The family name has cost Kaori part-time jobs as a golf caddy, convenience store clerk, waitress and grocery deliverer. She said she was fired from all of them when her identity was exposed.
“The managers would say, ‘I’m sorry, but … ,’ ” Kaori said. Her close friends know who she is, and some have been harassed by reporters seeking gossip.
The courts overturned the ban and Kaori is attending one of the schools, which she declined to name.
“I am studying psychiatry so I can understand about my internal condition and understand other people from a scientific point of view,” she said.
She already has had rare insight into human behavior.
Years ago, when bullying at elementary school drove their elder sister to cut her wrists and they feared she would kill herself, the family sought a meeting with the school principal to ask him to intervene.
They received no sympathy.
“The headmaster said: ‘Your sister’s life is only one. But many people lost their lives in the sarin attacks,’ ” Mayumi said.
In February, a junior high school refused to admit Asahara’s youngest son. The principal said he could not guarantee the safety of other students since the 11-year-old, who was a newborn when his father was arrested, could conceivably be under the influence of the cult.
“The school never even interviewed the son; they just acted on the basis of the Asahara image,” said Takashi Matsui, one of Asahara’s defense lawyers. He said the boy and Asahara’s other son had been prevented from attending elementary school.
Mayumi, 25, says she has no friends and doesn’t go out much because she fears being followed.
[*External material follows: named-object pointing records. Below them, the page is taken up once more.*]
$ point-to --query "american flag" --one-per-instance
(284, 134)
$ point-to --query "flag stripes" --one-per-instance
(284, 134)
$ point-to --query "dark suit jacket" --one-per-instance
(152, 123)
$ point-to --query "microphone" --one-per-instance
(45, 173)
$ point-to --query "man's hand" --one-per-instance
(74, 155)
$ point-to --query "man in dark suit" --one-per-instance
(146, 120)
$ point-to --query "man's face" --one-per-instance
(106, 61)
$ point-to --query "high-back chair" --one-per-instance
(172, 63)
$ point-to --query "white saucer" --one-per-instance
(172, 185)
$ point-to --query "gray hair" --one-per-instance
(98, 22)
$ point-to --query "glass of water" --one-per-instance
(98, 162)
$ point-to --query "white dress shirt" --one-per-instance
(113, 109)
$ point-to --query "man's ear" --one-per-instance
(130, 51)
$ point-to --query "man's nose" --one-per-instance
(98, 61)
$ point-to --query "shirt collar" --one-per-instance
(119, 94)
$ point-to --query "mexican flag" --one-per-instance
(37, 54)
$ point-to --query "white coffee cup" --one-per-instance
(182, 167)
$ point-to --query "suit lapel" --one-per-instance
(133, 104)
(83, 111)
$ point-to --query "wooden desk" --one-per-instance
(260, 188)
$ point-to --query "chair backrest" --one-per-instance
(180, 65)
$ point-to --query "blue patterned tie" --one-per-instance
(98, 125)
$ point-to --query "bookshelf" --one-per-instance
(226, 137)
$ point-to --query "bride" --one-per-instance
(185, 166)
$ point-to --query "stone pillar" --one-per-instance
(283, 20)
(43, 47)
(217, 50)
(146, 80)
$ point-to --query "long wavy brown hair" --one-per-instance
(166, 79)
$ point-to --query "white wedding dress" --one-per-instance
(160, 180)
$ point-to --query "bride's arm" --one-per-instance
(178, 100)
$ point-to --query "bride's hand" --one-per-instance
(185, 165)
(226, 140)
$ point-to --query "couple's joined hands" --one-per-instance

Instead, she studies law by correspondence.
In visits since August 2004, she has recorded her father’s condition in notebooks, page after page of his mumbles and her impressions. And she looks for signs that prison officials are lying about his condition.
Prosecutors and prison officials say he acknowledges questions with a mumbled Japanese phrase that means “I understand.”
“But he says the phrase even when he’s alone,” Mayumi said.
The sisters would like to move on with their lives, but won’t as long as their father is alive.
Kaori visited Toronto last year and reveled in the freedom of being someplace where no one knew her.
“It was only there that I finally understood about the heavy pressure I’m under in Japan,” she said. She would like to leave permanently, but for the time being that is not an option.
“Of course many things are bitter,” she says. “But I think I would regret it if I didn’t do everything for my father’s case.”